Ce qui devrait fonder le roman policier, les péripéties, l’argent, les morts, la police sort du cadre stricte et sérieux du drame pour aller pointer du côté de la parodie. Encore une fois, il faut comprendre que la parodie est assouplie par l’oeil de Billy. Une magnifique jeune fille se baigne à moitié nue, il en retient son tatouage et des leçons de natation, il s’inquiète des maladies soudaines qu’attrape tout le monde dans le coin, il part attraper du poisson. Ce regard donne une teinte humoristique (et un peu ridicule) aux personnages mais n’empêche pas la causticité de pointer le bout de son nez. Les truands de la ville, tous bien montré en costumes, mitraillettes et langage appropriés se font gentiment bernés par ce qu’ils croient être des bouseux. Une vision sociale intéressante quand on sait ce que doit l’image du gangster à cette période.
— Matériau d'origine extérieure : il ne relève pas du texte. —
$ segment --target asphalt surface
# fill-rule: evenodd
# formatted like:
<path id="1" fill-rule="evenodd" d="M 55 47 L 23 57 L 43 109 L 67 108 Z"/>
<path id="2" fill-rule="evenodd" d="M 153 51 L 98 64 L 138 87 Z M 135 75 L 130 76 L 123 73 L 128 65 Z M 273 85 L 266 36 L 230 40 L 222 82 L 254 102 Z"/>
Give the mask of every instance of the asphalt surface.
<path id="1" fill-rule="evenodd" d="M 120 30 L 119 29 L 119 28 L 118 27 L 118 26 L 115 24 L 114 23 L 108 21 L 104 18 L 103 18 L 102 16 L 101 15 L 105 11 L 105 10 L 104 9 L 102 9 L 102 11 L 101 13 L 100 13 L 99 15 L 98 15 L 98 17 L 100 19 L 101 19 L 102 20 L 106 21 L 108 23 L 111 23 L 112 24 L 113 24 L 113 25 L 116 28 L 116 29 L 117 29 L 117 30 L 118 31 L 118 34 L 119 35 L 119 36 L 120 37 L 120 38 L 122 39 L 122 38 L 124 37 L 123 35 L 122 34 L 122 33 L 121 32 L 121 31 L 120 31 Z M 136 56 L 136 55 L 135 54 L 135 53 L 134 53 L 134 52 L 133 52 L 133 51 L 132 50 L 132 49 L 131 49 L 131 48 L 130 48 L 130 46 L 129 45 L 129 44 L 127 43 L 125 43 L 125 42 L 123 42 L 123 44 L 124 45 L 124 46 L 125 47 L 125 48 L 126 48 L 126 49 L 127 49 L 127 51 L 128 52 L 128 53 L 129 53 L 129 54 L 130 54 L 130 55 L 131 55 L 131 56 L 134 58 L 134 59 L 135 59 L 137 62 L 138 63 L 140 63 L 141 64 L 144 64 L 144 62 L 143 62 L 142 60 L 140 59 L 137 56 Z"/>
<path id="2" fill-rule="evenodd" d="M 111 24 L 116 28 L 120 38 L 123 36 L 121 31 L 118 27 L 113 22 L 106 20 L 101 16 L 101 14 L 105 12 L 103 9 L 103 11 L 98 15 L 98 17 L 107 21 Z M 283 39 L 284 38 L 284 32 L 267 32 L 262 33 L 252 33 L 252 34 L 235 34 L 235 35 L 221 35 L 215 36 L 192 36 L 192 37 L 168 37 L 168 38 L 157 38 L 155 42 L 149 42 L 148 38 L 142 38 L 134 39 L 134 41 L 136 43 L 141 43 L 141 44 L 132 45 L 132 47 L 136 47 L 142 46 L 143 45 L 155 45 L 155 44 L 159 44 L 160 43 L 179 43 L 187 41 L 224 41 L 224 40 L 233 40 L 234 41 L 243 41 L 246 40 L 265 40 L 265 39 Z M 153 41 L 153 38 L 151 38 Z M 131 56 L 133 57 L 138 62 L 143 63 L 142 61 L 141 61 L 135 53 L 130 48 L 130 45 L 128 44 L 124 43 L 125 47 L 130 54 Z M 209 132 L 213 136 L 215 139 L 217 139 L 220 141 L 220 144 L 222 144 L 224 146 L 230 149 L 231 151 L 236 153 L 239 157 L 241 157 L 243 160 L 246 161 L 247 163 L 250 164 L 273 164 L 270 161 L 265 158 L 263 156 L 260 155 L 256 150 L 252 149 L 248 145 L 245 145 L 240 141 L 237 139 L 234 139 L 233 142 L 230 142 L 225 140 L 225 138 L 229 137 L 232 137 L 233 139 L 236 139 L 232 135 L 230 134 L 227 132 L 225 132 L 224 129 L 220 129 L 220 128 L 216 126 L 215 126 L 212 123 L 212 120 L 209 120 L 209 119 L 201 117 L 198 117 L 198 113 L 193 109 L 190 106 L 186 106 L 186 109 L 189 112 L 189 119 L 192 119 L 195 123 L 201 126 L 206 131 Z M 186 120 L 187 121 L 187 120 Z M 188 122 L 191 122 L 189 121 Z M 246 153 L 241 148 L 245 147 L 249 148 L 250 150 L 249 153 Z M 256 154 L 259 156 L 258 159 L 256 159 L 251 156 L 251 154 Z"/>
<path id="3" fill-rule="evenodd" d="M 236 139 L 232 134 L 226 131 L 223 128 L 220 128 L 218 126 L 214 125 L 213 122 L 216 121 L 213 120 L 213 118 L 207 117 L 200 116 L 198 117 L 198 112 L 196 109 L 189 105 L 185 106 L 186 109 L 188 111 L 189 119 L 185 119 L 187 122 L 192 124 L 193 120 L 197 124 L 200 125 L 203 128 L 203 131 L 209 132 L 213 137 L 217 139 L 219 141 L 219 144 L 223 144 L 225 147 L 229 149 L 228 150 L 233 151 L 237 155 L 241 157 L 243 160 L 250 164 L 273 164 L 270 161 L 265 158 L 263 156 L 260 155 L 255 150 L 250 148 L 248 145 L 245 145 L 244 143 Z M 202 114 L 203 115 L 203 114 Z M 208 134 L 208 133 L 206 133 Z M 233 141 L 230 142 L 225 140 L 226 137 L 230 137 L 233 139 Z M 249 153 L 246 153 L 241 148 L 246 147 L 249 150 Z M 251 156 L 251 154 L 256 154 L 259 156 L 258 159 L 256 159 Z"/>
Un retournement de cliché qui provoque du rire, un brin de nostalgie et qui en profite pour égratigner une figure hollywoodienne classique.

On remarquera également, tant que nous sommes là, que raconter cette histoire par les yeux d’un enfant au milieu des années 30 (post grande dépression, dust bowl tout ça tout ça) donne une tonalité singulière à l’ensemble. Cette temporalité n’est pas due au hasard, elle ancre d’autant plus le propos dans une forme de réalisme et dans le même temps sa forme lui donne un caractère intemporel.

Parce qu’une suite de moments drôles ne suffirait pas à faire un roman, il y a une intrigue qui se met en place. Le plus intéressant c’est que le rythme ne prend pas la forme régulière d’un doudou ronron de prétexte, un cadre serein pour accueillir les rires. Au départ la ferme et la situation donnent cette impression, on a un cadre, les personnages y sont présentés et nous allons suivre quelques moments rocambolesque. Seulement si cet état de fait culmine avec la mystification des bocaux d’alcool, avec arrestation, photos, paris, foule en délire dans un maelström assez cartoonesque. Williams met ensuite les bouchés doubles pour proposer toujours plus, un toujours gargantuesque qui résonne comme une critique d’une amérique de stupre et d’argent, un bordel (c’est le cas de le dire) organisé des plus jouissifs.

Roman increvable (on le retrouve même dans une collection junior et j’admets que je ne sais pas ce que pourrait donner sa lecture vers l’âge de dix ans), ébouriffant de maîtrise, il parvient à captiver le lecteur en sachant doser ses effets et en présenter des personnages haut en couleurs et un point de vue original… et puis, qu’est-ce qu’on s’marre.